Jon Paris

www.partner400.com
www.SystemiDeveloper.com

On Jan 16, 2019, at 2:41 AM, D*B <dieter.bender@xxxxxxxxxxxx> wrote:

<Jon>
And if I were mapping to a DB2 table and needed to do read next type operations that would matter to me - but I'm having trouble seeing why it matters when I'm changing the UPDATE in the RPG to and SQL update on another system. Normally doing that I'd be using some kind of handle/cursor/whatever to keep track of the connection anyway and if that is stored in the state info then I'm golden.
</Jon>

chain and insert are trivial. For update and delete it might depend, because rla is using positioned updates. the best way to keep track of the position I see, is a SQL cursor, but you can't create dynamicly cursor instances with embedded sql, so you would end up with SQL CLI or use bind by copy.

<snip>

What I have done is to have the OA handler cache the current record as part of the state info. Any subsequent I/O related to that record is retrieved from that cache. A lot of the time (as in OP's case) a handler is required for specific purposes and is best done by not trying to boil the ocean but rather designing for the task at hand. If you need to go further and create a generic handler that is a different animal and does indeed present a great many additional challenges. But it has been done by several people. Lab Services have an OA "product" that they offer as part of a service engagement that completely handles all RLA aspects and maps down to SQL. Dan Cruikshank has described the process and right now we're trying to find where IBM have hidden the source code.
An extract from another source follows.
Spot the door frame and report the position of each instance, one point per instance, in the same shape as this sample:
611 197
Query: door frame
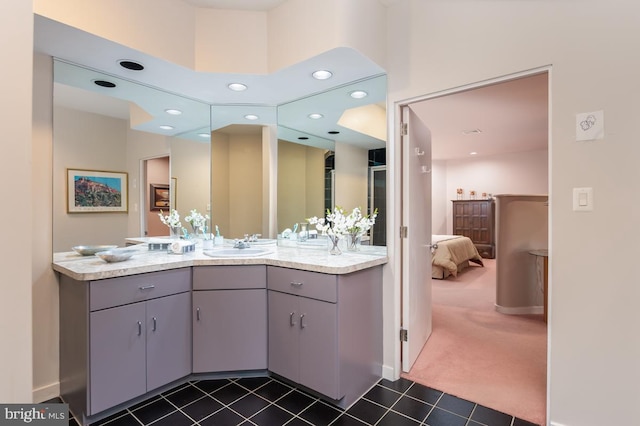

Some additional remarks: First heared of OA, my idee was to have a generic OA handler translating all rla operations to SQL, with the final goal to enable existing RLA programms to use true SQL indexes. This would decouple RLA programms from the database without major changes, opening up the possibility for redesign steps of the database.

See above. IBM normally do it as part of a database modernization for exactly the reasons you describe.